The novel, also known as "Confessions of a White Widowmaker," in the preface, the doctor points out that Humbert was a mentally ill person who spent three years in a mental hospital for treatment before he came to the United States. And after discharge from the hospital, he did not take medicines on time to control his condition. And the entire book is excerpted from Humbert's diary, entirely from the point of view of Humbert, a mentally ill person. It is no wonder that the image of Lolita is complex and contradictory.
Ⅱ|Resistance and accusation hidden behind the veil
So the whole book Lolita has no voice?
No, she also had brief vocalizations. She didn't always hide under the veil, and occasionally she walked up to the stage and cried.
"You pervert"
From the title, she has obvious hatred and contempt for Humbert.
And as Humbert has grown closer to her, the abhorrence has clearly grown into an indictment.

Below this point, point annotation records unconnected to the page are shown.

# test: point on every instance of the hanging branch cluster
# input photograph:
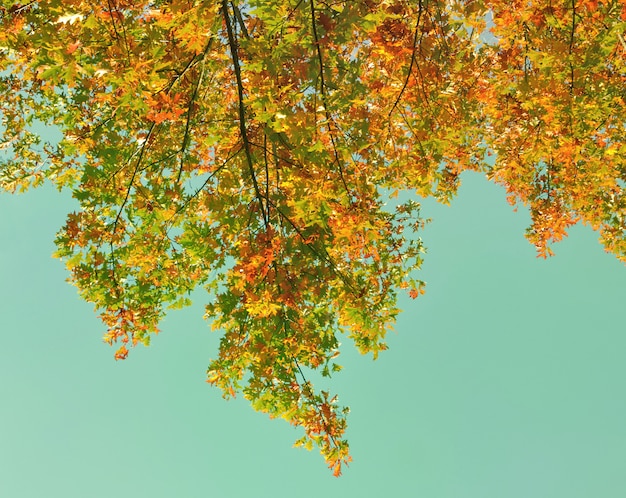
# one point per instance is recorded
(250, 147)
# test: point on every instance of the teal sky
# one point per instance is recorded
(507, 379)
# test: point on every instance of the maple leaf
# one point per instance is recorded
(250, 150)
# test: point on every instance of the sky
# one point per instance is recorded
(506, 379)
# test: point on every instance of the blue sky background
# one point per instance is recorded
(506, 379)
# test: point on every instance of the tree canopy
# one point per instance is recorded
(256, 149)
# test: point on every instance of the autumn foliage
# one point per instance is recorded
(251, 148)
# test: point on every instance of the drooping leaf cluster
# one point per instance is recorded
(251, 147)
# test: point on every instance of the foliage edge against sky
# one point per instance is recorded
(250, 147)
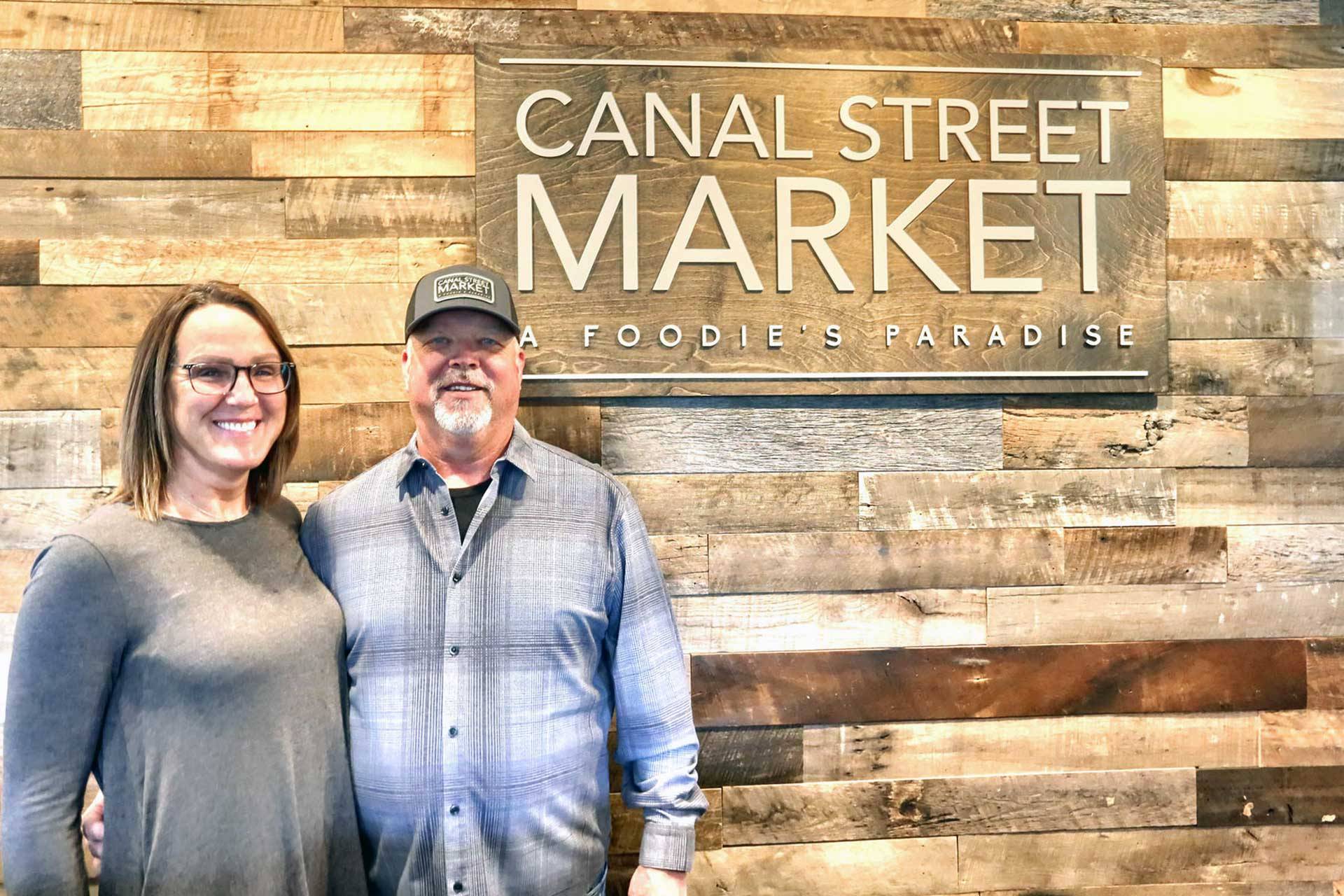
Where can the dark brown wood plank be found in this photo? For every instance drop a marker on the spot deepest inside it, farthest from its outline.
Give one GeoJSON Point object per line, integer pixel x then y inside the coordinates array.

"Look what you've done to me. I can go to the police and accuse you of raping me. You dirty, dirty old bastard"
Full of hatred and defiance about the relationship she was forced to have with Humbert, and fed up with her deformed relationship with Humbert, she began to really think about how to get out of her current situation:
"We live in a stuffy cabin like this, work together to make up ten, and we can never live like normal people, how long will it take?"
"Kill me like you murdered my mother"
Apparently Lolita is not completely ignorant, nor is she as mediocre as Humbert describes, but she was covered by Humbert. When she had a chance to speak, she knew she was living with Humbert and she vented her anger and dissatisfaction. Although the resistance was weak, and although she was driven back behind the veil by Humbert with just one sentence, Lolita's true character was still revealed.

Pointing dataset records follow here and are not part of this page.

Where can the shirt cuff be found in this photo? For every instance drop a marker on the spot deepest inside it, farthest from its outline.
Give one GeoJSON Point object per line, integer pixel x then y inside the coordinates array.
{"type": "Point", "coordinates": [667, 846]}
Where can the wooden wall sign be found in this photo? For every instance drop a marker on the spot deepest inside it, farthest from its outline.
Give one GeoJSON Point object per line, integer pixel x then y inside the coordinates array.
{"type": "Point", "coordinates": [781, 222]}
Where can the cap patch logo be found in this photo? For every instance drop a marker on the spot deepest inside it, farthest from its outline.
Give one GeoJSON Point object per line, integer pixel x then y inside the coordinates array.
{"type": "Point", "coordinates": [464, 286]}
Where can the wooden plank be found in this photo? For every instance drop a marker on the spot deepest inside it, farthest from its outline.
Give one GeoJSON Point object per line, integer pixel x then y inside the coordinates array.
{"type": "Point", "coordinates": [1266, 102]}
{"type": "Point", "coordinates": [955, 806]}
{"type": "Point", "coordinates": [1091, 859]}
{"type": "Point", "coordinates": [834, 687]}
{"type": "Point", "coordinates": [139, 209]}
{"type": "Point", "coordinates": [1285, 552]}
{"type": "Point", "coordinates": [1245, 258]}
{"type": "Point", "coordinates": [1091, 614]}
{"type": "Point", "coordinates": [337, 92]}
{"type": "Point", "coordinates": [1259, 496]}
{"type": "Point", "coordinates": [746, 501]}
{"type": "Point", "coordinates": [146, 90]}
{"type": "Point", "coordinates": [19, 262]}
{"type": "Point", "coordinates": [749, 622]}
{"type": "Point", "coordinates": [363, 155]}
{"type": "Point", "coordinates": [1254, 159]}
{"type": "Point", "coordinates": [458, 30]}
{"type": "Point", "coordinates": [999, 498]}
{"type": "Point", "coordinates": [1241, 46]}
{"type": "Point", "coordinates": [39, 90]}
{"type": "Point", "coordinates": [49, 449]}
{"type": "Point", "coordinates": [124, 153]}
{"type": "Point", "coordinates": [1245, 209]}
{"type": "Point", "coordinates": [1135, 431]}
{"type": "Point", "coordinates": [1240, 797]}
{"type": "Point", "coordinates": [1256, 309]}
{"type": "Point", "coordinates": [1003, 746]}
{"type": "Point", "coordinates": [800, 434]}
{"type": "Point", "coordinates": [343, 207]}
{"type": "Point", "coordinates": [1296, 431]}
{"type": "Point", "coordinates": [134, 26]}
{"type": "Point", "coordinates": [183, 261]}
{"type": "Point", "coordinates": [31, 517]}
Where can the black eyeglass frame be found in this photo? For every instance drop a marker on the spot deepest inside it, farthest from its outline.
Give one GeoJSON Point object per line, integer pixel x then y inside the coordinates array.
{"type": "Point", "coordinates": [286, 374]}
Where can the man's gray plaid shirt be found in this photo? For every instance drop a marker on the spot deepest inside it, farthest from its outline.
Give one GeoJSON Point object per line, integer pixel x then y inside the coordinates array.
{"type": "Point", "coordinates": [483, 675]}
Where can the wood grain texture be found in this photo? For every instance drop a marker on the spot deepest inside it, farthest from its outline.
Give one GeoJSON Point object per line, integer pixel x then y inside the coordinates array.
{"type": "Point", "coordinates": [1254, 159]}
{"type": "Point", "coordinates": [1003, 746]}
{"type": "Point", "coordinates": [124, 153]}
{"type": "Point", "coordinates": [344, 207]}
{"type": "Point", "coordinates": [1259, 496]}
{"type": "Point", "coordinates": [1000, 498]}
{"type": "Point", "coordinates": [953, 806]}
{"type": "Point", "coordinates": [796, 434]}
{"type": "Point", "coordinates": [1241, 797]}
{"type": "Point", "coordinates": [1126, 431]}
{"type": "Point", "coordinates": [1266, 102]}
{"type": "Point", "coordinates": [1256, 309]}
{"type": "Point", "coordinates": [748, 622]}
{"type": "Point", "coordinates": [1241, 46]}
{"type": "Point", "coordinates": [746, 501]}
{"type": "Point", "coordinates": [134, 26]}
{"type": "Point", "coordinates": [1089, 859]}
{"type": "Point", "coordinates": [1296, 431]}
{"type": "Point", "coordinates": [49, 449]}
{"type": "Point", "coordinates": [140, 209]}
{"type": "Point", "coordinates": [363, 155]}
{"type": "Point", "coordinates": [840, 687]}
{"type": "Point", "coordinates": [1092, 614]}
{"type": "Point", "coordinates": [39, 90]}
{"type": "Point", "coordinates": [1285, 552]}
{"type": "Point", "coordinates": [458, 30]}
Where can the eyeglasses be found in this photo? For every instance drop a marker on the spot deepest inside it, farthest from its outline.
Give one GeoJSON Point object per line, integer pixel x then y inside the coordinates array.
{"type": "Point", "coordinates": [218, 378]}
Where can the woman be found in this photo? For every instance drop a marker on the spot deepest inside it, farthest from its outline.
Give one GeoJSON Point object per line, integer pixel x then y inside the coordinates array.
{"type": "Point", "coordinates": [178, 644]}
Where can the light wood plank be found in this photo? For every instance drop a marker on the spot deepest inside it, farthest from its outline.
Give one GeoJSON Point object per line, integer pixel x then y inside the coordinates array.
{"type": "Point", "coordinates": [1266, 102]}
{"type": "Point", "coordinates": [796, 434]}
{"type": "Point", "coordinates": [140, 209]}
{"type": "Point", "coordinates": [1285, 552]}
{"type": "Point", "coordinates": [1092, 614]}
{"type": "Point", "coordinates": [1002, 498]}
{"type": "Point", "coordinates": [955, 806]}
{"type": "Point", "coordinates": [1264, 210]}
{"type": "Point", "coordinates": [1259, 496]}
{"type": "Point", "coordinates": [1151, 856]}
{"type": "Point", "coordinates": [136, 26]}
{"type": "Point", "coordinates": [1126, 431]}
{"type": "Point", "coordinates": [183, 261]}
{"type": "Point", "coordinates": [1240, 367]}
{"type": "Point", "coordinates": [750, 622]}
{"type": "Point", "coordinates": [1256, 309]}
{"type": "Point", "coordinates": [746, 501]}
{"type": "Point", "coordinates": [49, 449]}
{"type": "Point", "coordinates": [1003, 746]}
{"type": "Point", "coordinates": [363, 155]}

At the end of the film, Humbert confesses that he dresses up as his infatuated lover and prays that Lolita will one day return to him. Finally, at the end, Lolita had the opportunity to lift the veil by herself and express her accusation bravely and truthfully: You mean you have sex with me, and you will give me money.
This is Lolita's definition of her two years with Humbert: in Lolita's view, it's not love, it's just a deal, exchanging flesh for money, he's a whore, and she's a prostitute.
Humbert ruined her life.
She could have been a lady of the upper class, enjoying the life of a child her age, because of his inexplicable childhood trauma and hurricane-like obsession from nowhere, indirectly killed her mother and forced her to wander on the road for 2 years, Afterwards, in order to escape from the abyss, she trusted inhumans and mistrusted the pornographic writer Quilty. After that, Lolita, who had no knowledge or money, became a waitress and lived a hard life before she found a warm and loving mediocre man.

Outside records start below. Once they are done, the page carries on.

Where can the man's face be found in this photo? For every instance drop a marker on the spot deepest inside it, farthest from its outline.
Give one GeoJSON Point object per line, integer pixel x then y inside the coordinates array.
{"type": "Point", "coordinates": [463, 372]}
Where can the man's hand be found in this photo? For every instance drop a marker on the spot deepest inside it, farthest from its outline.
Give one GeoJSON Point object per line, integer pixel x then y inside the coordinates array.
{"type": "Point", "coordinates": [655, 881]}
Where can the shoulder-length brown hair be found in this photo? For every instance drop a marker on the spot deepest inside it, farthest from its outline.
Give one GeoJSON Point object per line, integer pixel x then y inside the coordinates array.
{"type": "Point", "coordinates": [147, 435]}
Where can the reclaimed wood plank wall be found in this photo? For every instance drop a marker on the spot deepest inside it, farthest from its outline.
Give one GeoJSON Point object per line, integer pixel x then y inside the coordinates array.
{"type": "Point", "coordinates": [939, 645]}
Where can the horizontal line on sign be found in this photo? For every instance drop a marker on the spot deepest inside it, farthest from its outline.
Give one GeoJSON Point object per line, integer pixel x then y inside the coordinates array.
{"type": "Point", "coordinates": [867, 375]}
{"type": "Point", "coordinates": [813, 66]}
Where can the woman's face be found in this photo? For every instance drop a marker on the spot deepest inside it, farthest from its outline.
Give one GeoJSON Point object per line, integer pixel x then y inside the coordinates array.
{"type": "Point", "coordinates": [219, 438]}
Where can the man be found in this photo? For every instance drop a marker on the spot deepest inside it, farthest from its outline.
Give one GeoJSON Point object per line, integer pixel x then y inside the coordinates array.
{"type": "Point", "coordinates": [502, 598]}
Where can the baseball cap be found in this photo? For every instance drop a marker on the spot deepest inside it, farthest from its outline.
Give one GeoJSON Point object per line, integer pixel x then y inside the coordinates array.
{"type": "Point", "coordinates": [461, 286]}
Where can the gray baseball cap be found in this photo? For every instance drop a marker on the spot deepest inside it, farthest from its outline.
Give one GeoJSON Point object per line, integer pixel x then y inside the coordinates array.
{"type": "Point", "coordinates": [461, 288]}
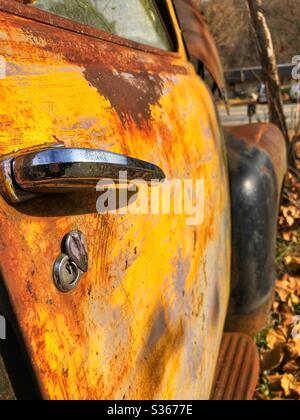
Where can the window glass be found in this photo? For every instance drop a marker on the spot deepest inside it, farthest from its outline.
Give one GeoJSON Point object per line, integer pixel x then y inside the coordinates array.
{"type": "Point", "coordinates": [137, 20]}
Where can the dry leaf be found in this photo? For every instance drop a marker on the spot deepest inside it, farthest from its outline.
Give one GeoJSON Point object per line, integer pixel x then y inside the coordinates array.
{"type": "Point", "coordinates": [276, 337]}
{"type": "Point", "coordinates": [290, 385]}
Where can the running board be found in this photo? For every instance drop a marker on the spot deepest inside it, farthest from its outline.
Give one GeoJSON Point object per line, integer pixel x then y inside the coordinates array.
{"type": "Point", "coordinates": [237, 369]}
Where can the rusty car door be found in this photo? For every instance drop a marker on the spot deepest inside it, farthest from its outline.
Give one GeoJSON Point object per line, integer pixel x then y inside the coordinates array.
{"type": "Point", "coordinates": [146, 320]}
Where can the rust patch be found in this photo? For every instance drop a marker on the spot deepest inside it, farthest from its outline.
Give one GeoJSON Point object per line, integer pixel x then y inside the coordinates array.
{"type": "Point", "coordinates": [135, 93]}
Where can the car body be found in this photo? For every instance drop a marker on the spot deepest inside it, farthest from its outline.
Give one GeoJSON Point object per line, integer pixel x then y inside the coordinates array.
{"type": "Point", "coordinates": [262, 94]}
{"type": "Point", "coordinates": [147, 318]}
{"type": "Point", "coordinates": [295, 92]}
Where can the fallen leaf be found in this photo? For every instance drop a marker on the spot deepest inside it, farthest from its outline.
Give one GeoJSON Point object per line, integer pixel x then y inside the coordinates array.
{"type": "Point", "coordinates": [290, 385]}
{"type": "Point", "coordinates": [276, 337]}
{"type": "Point", "coordinates": [271, 360]}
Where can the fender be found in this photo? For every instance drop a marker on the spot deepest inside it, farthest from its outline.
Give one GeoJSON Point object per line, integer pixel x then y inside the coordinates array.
{"type": "Point", "coordinates": [257, 159]}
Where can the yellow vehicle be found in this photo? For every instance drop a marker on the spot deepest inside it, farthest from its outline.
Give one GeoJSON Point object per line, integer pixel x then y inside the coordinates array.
{"type": "Point", "coordinates": [122, 305]}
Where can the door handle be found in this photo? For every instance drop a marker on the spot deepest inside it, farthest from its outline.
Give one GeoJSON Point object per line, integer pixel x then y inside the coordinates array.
{"type": "Point", "coordinates": [61, 170]}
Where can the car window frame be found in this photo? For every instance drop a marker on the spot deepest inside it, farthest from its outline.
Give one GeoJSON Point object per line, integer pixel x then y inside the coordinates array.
{"type": "Point", "coordinates": [51, 19]}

According to the current husband's words: He thought Lolita was a lady who ran out of high society to play. So who changed all this? It was Humbert.
This is bloody accusation and anger, not absurd and morbid love. No matter how strong the love is, it can't cover up the unequal relationship between Lolita and Humbert. He is Lord, Husband, and Tyrant. She is a slave, a concubine, a plaything.
Note: The pictures were selected from the 1962 version and the 1997 version of the Lolita adaptation film.